Preemptive treatment of de novo donor-specific antibodies in lung transplant patients reduces subsequent risk of chronic lung allograft dysfunction or death

Michael Keller, Song Yang, Lucia Ponor, Ann Bon, Adam Cochrane, Mary Carmelle Philogene, Errol Bush, Pali Shah, Joby Mathew, Anne W. Brown, Hyesik Kong, Ananth Charya, Helen Luikart, Steven D. Nathan, Kiran K. Khush, Moon Jang, Sean Agbor-Enoh

Research output: Contribution to journalArticlepeer-review

Abstract

The development of donor-specific antibodies after lung transplantation is associated with downstream acute cellular rejection, antibody-mediated rejection (AMR), chronic lung allograft dysfunction (CLAD), or death.
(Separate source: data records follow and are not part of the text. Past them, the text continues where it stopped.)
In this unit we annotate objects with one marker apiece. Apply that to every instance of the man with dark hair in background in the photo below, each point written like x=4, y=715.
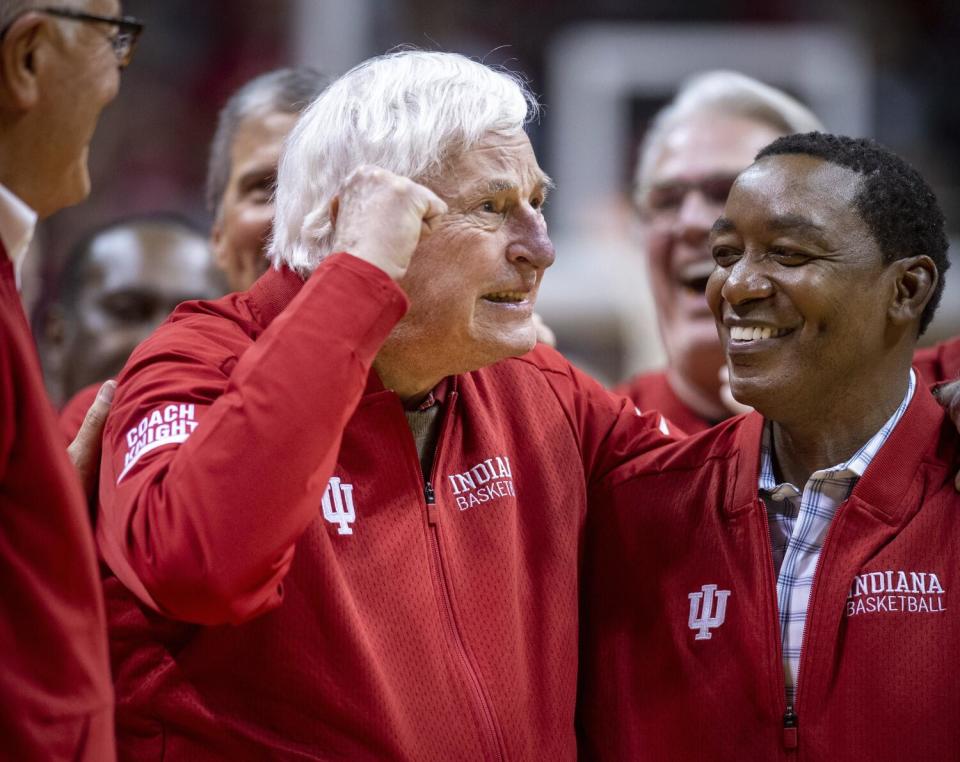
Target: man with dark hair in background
x=117, y=285
x=241, y=176
x=785, y=582
x=242, y=171
x=58, y=68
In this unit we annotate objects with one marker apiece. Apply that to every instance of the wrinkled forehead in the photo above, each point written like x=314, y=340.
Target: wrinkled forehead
x=496, y=163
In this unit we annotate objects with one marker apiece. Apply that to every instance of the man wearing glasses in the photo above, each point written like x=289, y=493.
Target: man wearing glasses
x=59, y=66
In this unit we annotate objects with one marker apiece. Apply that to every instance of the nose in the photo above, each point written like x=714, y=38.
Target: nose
x=531, y=245
x=695, y=217
x=746, y=281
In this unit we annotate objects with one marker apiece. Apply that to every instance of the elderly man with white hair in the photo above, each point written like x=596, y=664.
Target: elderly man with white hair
x=697, y=144
x=342, y=509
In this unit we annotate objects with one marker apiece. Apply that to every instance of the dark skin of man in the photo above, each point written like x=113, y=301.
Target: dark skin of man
x=839, y=325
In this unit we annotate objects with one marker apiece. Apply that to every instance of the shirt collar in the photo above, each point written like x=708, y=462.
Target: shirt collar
x=17, y=223
x=854, y=467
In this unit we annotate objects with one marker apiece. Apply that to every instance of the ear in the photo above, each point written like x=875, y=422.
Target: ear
x=915, y=279
x=218, y=245
x=21, y=54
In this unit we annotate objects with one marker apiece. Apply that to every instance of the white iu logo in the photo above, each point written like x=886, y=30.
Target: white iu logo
x=706, y=619
x=338, y=505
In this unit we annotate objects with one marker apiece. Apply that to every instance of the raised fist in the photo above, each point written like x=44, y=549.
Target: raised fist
x=380, y=217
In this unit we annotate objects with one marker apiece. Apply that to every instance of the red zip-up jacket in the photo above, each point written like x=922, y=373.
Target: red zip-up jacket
x=288, y=585
x=649, y=391
x=56, y=701
x=681, y=641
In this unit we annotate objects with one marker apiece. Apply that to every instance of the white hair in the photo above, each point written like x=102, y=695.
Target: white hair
x=405, y=112
x=721, y=92
x=11, y=10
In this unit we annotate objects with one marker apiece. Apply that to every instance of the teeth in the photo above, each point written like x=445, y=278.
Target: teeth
x=746, y=333
x=506, y=296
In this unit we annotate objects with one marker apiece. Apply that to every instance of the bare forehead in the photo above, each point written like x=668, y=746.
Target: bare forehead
x=496, y=163
x=798, y=180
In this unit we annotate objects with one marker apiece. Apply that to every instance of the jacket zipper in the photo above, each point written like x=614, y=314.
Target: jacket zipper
x=791, y=713
x=791, y=721
x=450, y=622
x=790, y=735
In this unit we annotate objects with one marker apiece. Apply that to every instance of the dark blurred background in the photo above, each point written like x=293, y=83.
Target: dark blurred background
x=880, y=68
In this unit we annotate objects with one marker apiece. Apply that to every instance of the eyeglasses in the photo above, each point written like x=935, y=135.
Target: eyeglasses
x=123, y=41
x=662, y=203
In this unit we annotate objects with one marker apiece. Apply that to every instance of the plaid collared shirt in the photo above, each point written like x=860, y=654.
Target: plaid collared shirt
x=798, y=526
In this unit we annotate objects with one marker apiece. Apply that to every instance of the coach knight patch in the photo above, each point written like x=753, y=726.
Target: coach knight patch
x=170, y=424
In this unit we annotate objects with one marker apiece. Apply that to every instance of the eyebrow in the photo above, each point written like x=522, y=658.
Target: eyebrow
x=502, y=185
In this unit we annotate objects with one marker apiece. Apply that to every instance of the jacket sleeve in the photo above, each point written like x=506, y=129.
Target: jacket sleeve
x=611, y=429
x=213, y=466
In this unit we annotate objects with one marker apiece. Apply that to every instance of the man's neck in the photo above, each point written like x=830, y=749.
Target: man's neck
x=806, y=444
x=411, y=387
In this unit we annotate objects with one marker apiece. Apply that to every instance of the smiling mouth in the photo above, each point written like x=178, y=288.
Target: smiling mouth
x=506, y=297
x=747, y=333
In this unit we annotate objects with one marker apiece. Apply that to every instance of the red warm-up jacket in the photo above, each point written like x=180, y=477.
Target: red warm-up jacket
x=670, y=673
x=652, y=391
x=287, y=584
x=56, y=701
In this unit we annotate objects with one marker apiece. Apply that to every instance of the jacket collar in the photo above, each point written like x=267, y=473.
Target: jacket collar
x=891, y=474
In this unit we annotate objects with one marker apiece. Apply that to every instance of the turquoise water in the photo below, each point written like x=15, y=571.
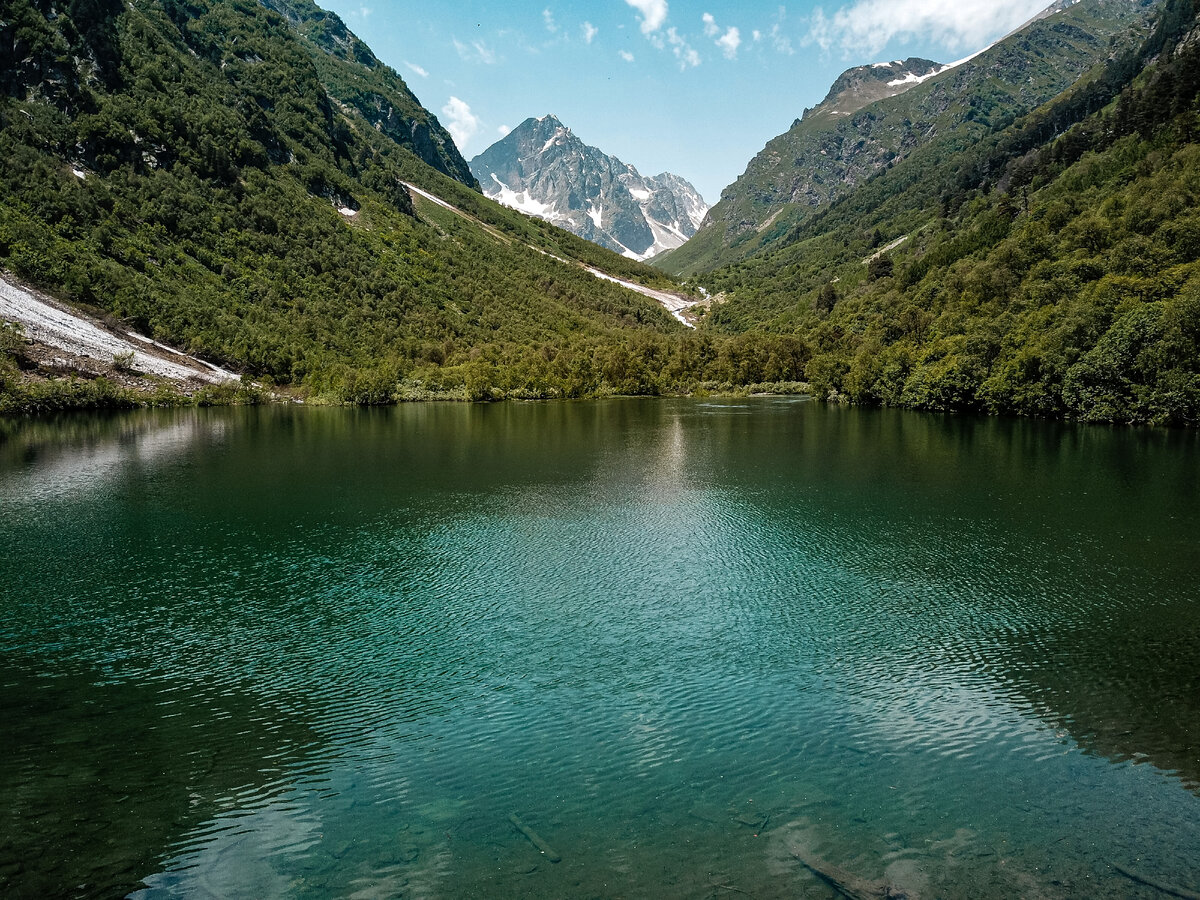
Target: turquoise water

It is unknown whether preemptive (early) treatment of de novo donor-specific antibodies (dnDSAs), in the absence of clinical signs and symptoms of allograft dysfunction, reduces the risk of subsequent CLAD or death. We performed a multicenter, retrospective cohort study to determine if early treatment of dnDSAs in lung transplant patients reduces the risk of the composite endpoint of CLAD or death. In the cohort of 445 patients, 145 patients developed dnDSAs posttransplant. Thirty patients received early targeted treatment for dnDSAs in the absence of clinical signs and symptoms of AMR. Early treatment of dnDSAs was associated with a decreased risk of CLAD or death (hazard ratio, 0.36; 95% confidence interval, 0.17-0.76; P < .01). Deferring treatment until the development of clinical AMR was associated with an increased risk of CLAD or death (hazard ratio, 3.00; 95% confidence interval, 1.46-6.18; P < .01). This study suggests that early, preemptive treatment of donor-specific antibodies in lung transplant patients may reduce the subsequent risk of CLAD or death.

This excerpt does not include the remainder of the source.